Grades and assignments
| Activity | Weight |
|---|---|
| Participation and discussion | 15% |
| Problem sets (Stan-based) | 35% |
| Midterm modeling exercise | 20% |
| Final project | 30% |
Final project: Students will fit a mechanistic transmission model to a real data set, carrying out the full Bayesian workflow and reporting estimates with uncertainty in a written report and presentation.
Course policies
Attendance: Regular attendance is expected, particularly for discussion sessions. Please alert the instructor if you are unable to attend for any reason.
Late/Makeup work: Assignments are due on the dates provided. We recognize that extenuating circumstances arise, and assignments may be submitted up to 2 days late without penalty.

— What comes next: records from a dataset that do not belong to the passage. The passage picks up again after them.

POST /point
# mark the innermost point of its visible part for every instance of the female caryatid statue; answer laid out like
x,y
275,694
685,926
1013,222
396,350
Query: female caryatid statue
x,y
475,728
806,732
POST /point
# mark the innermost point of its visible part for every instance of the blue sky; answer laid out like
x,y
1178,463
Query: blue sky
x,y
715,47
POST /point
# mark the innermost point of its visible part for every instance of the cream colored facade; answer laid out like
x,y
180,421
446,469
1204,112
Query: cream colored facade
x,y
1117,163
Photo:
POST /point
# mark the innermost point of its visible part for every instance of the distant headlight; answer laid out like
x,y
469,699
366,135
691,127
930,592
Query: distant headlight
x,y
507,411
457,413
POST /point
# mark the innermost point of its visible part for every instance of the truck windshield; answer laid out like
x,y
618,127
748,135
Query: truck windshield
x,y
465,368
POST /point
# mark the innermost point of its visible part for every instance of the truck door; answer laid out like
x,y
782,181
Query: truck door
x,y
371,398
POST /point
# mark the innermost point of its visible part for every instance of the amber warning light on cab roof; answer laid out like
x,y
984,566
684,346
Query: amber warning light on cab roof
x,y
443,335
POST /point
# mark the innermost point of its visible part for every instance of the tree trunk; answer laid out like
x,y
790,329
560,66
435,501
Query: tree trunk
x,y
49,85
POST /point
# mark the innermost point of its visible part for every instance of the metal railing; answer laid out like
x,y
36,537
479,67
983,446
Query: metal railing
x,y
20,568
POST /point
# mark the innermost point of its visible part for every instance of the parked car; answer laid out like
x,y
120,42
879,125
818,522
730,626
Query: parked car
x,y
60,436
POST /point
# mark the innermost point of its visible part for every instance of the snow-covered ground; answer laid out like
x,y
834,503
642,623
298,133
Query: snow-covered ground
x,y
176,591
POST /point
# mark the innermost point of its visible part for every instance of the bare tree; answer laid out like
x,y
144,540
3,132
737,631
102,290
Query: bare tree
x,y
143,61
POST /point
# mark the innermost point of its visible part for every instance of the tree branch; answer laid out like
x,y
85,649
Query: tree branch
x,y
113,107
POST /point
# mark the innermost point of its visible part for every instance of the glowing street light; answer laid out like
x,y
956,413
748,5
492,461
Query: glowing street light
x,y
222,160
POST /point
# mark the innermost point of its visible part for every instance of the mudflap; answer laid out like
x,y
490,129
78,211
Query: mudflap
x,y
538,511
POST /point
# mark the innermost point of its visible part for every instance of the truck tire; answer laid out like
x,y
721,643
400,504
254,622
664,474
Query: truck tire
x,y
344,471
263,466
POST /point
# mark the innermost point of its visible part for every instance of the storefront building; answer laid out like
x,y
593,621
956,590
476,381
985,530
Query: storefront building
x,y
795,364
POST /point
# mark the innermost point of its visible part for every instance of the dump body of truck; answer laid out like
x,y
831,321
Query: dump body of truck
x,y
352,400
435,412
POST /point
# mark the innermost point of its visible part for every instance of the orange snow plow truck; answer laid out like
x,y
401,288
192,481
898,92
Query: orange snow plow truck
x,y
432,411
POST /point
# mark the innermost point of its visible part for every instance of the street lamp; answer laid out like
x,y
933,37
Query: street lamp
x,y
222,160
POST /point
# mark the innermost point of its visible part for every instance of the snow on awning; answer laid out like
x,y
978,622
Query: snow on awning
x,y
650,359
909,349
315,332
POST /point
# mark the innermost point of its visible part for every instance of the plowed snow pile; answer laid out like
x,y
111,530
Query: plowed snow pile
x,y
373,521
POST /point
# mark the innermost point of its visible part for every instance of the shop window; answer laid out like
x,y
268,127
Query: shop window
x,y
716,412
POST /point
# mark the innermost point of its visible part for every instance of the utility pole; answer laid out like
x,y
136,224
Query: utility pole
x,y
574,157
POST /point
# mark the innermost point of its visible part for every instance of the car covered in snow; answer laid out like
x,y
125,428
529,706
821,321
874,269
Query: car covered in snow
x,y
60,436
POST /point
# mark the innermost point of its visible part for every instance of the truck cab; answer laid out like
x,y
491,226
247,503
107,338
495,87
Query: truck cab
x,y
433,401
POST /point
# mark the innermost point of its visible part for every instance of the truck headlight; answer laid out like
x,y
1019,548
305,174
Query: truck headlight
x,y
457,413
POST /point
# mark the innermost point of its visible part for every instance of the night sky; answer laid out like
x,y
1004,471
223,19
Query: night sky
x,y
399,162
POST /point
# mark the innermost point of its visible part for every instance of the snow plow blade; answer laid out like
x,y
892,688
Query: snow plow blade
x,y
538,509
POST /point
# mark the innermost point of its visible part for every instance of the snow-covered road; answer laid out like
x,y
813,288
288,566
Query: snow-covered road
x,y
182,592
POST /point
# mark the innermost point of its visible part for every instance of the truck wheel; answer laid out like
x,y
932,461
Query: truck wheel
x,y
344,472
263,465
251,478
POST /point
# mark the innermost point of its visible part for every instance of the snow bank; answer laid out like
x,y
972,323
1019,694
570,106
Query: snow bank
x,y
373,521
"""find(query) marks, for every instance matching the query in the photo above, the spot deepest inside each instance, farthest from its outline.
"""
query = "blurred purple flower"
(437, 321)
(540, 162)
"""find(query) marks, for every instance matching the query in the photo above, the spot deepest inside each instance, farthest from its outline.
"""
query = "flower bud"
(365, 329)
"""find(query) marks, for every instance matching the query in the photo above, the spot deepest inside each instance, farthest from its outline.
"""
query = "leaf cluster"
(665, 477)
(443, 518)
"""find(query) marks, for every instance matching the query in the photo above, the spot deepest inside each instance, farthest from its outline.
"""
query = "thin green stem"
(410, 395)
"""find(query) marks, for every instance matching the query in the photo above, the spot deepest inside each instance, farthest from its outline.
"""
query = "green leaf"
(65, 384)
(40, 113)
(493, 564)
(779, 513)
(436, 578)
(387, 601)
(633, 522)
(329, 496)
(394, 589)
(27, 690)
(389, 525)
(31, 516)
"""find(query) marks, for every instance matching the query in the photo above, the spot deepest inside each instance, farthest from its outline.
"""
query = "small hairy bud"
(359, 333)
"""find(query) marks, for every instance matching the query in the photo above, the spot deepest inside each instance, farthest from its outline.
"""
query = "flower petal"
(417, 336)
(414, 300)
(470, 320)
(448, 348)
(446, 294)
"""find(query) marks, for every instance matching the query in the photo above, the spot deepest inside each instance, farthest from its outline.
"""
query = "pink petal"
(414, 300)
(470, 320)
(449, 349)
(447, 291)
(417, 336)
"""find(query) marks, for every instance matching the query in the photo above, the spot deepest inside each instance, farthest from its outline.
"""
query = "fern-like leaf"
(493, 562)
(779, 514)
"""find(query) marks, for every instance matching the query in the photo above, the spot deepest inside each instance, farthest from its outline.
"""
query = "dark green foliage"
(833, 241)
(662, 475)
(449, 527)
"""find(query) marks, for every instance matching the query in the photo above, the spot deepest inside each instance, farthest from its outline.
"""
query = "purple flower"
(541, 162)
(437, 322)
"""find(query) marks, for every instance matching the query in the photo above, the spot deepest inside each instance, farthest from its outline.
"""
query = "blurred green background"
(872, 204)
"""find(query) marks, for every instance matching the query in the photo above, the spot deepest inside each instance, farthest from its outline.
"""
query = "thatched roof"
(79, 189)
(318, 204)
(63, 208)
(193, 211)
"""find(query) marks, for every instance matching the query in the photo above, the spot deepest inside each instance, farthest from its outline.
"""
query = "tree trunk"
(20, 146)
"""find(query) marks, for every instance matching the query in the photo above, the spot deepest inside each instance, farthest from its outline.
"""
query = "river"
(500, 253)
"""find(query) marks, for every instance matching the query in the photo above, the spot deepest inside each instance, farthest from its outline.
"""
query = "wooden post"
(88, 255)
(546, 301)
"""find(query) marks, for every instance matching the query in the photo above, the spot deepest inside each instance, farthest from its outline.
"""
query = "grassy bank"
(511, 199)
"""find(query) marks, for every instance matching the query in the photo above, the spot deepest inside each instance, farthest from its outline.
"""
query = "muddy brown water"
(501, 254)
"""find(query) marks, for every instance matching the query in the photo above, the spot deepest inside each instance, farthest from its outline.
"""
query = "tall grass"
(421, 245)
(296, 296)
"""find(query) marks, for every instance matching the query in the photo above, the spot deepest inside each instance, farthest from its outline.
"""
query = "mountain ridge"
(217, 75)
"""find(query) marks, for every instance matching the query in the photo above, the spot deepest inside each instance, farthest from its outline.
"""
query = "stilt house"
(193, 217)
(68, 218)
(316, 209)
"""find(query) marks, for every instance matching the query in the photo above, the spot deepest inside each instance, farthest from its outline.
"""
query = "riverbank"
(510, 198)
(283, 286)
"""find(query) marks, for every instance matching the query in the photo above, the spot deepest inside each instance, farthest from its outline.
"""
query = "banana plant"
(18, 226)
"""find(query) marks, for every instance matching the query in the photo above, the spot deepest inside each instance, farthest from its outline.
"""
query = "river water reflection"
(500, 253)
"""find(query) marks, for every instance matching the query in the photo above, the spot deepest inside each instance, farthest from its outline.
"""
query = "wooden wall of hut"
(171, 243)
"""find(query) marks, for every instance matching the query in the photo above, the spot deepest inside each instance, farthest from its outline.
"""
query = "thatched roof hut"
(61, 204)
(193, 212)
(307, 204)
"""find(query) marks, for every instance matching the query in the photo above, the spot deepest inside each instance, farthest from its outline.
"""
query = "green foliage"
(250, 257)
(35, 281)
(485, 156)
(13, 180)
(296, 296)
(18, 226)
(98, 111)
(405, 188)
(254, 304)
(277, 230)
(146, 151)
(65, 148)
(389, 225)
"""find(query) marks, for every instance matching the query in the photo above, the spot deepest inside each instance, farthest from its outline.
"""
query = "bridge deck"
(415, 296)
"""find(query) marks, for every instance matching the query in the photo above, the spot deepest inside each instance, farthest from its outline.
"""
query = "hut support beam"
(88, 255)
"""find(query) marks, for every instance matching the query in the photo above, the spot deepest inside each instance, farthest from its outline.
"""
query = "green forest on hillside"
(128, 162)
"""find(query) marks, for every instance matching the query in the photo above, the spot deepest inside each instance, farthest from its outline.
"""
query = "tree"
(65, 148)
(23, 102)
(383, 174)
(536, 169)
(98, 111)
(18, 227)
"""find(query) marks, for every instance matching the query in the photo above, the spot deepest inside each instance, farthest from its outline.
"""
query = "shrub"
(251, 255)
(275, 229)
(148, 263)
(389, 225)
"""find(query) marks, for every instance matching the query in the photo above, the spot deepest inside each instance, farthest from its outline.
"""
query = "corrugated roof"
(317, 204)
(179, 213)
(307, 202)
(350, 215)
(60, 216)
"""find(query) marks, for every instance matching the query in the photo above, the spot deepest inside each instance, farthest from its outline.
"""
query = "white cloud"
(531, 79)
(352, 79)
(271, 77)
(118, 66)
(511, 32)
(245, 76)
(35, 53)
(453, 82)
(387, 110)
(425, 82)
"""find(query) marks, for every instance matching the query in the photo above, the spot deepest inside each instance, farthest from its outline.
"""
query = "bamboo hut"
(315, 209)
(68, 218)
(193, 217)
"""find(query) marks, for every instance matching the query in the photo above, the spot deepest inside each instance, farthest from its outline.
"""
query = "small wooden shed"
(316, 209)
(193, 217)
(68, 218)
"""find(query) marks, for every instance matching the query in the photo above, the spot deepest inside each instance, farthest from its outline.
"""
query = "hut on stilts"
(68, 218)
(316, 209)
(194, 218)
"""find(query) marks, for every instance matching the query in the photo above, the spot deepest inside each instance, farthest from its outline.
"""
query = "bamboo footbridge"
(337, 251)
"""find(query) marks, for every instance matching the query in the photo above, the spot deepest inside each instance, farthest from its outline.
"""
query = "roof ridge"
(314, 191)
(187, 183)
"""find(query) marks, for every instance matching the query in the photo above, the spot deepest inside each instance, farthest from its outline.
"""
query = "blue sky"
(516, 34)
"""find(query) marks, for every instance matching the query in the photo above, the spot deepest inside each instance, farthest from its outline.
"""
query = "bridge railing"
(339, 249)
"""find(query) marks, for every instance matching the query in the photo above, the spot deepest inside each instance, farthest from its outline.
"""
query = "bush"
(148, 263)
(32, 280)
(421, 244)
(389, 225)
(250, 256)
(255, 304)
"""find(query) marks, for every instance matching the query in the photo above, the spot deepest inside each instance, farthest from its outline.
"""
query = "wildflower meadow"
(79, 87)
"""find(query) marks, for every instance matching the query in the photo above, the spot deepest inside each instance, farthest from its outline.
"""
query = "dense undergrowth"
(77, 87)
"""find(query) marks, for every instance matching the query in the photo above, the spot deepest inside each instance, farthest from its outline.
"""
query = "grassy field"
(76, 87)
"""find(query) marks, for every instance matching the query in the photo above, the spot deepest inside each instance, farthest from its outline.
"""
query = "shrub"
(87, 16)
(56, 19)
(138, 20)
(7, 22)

If you need an extension, contact the instructor as soon as possible and before the due date.
Artificial intelligence: Artificial intelligence tools and large language models such as ChatGPT, Claude, and Gemini are now part of the academic and professional landscape and we encourage you to find ways to use them to enhance your learning. However, if you use these tools, you must cite your sources and provide a detailed description of the tools you used to complete the assignment. In no way can these tools take the place of your own work and understanding of the material. They should be used to supplement your learning, not replace it. You are ultimately responsible for your work including content and the use of valid citations and references. Using these tools without proper attribution is plagiarism and will be treated as such.
Department/School/University policies
Academic Integrity: Wake Forest University is committed to a culture of academic integrity. As a part of this community, you share the responsibility for creating a place of honesty, intellectual curiosity, and individual accountability. As you committed to with your honor pledge signature, you agree “not to deceive any member of the community; not to steal, cheat, or plagiarize on academic work; and not to engage in any other form of academic misconduct.” If you have questions about documenting your work, working with external sources, or working with peers on assigned work, consult with me as soon as possible. Instances of academic dishonesty will be referred to the Honor and Ethics Council.
Accessibility: Wake Forest University provides reasonable accommodations to students with disabilities. If you are in need of an accommodation, please contact me privately as early in the term as possible. Retroactive accommodations will not be provided. Students requiring accommodations must also consult the Center for Learning, Access, and Student Success (118 Reynolda Hall, 336-758-5929, class.wfu.edu).
Accommodations for Religious or Spiritual Practices: Wake Forest University benefits from the multitude of faiths and spiritual identities held by members of our learning community. Should you need accommodations this semester, email me as soon as possible to ensure we have time to develop equitable alternatives.
Class recordings: In case any class recordings are provided, they are reserved only for students in this class for educational purposes and are protected under FERPA. The recordings should not be shared outside the class in any form.
Syllabus change notice
This syllabus and the dates herein are subject to change.